5. Create a Repeatable Proposal Process

The best accounting firms do not depend on one person’s memory to manage proposals. They create a repeatable proposal management process that ensures every prospect receives the same professional experience. This starts with having templates for common services such as bookkeeping, tax returns, payroll, and advisory work. Templates save time while ensuring important details are not missed. 

A good process also defines responsibility. Everyone should know who prepares the proposal, who reviews pricing, who sends it, and who manages follow up. Most importantly, firms should review their proposals regularly. Every successful and unsuccessful proposal provides useful information. By analysing which proposals converted, which objections appeared, and why prospects chose another firm, businesses can continuously improve their proposal management approach. 

The firms that improve their process over time are the ones that create more consistent results.

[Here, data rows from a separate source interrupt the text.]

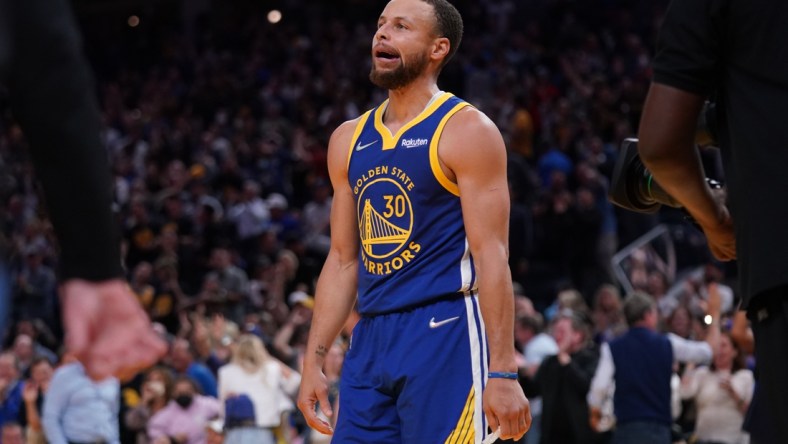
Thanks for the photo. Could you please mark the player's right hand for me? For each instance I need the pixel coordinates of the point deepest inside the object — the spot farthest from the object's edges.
(314, 390)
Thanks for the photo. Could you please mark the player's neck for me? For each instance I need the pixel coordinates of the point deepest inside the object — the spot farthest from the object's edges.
(408, 102)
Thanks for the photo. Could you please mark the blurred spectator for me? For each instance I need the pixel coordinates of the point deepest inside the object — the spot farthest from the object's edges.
(10, 388)
(33, 394)
(214, 432)
(78, 409)
(140, 235)
(182, 359)
(184, 418)
(250, 216)
(607, 315)
(640, 364)
(36, 286)
(268, 383)
(233, 284)
(569, 299)
(722, 393)
(290, 340)
(282, 221)
(12, 433)
(240, 424)
(563, 381)
(42, 337)
(534, 346)
(156, 394)
(316, 217)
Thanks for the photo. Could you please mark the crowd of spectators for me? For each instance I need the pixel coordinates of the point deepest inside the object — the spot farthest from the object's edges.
(216, 132)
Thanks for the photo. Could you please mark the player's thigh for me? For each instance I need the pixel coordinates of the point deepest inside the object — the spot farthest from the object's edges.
(441, 398)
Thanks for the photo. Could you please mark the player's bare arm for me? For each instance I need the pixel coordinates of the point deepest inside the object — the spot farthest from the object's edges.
(473, 154)
(667, 147)
(336, 286)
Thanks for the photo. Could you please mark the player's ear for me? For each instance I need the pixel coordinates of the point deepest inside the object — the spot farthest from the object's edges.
(440, 48)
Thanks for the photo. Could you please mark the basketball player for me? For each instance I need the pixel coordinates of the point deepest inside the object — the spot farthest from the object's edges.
(419, 229)
(51, 93)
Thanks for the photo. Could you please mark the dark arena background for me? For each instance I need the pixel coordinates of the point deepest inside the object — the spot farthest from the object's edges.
(216, 119)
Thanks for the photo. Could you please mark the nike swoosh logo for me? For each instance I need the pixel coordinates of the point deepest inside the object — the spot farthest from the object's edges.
(360, 147)
(434, 324)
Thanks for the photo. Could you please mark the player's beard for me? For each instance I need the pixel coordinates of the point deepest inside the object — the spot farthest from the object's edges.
(402, 75)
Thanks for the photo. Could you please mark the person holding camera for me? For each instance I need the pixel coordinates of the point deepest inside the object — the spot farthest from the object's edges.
(734, 52)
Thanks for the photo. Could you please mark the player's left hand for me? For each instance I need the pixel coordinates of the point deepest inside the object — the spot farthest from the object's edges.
(506, 407)
(107, 329)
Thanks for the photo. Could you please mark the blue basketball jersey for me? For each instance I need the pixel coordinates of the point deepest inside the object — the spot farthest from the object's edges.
(414, 248)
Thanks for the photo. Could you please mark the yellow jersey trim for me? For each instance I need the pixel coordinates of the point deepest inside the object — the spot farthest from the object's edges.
(356, 134)
(389, 140)
(465, 431)
(435, 164)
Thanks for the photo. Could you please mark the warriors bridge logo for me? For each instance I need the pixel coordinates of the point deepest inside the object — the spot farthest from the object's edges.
(385, 219)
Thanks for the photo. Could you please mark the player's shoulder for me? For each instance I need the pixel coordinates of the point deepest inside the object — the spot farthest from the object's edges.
(470, 127)
(470, 120)
(343, 134)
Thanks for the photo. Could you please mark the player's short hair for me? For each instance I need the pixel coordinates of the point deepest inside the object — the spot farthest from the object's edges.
(448, 23)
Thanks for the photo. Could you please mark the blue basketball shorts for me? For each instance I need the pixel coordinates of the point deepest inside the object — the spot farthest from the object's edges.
(415, 377)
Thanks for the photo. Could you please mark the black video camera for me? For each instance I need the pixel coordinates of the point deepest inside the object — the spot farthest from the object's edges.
(634, 188)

How FigsFlow Manages the Whole Proposal Process

Managing proposals manually across emails, spreadsheets, and separate documents can create unnecessary admin and make it difficult to track performance.FigsFlow helps accounting firms manage the entire proposal management process in one workflow, including proposal creation, engagement documents, signatures, onboarding steps, and tracking. 

By bringing these activities together, firms can spend less time managing paperwork and more time focusing on winning new clients and delivering valuable services. 

Conclusion

Proposal management is not about creating longer documents or sending more proposals. It is about creating a clear and simple journey that helps prospects understand your value and confidently move forward.Accounting firms that measure their results, communicate their services clearly, follow up consistently, protect their scope, and build repeatable systems will be better positioned to convert more opportunities. 

The next growth opportunity for your firm may not come from finding more leads. It may come from improving the way you manage the proposals you already send. Start by reviewing your recent proposals and identifying what your successful ones have in common. That is where better proposal management begins.

FAQs

What makes a good proposal management plan?

A clear scope, a fee the client understands, and a fixed followup routine. It defines who drafts, reviews, and signs off, sets real deadlines for each stage, and tracks every proposal won or lost so you can keep refining what works.

Why is a good proposal management process important?

Most proposals lose not on quality but on confusion or silence. A solid process makes the offer clear, the fee justified, and the followup consistent. That wins more work, protects your margin, and removes hours of admin from every client you take on. 

How do you make your proposal management work?

Track your win rate, build the engagement letter and AML into the proposal itself, follow up several times rather than once, and set a scope tight enough to spot drift. Then review what your winners share and reuse it. 

What is the difference between a proposal and an engagement letter?

A proposal is the commercial document that sets out your services and fees to win the client. An engagement letter is the legal agreement that follows acceptance, defining scope, responsibilities, and terms. The strongest workflow combines both so the client signs once.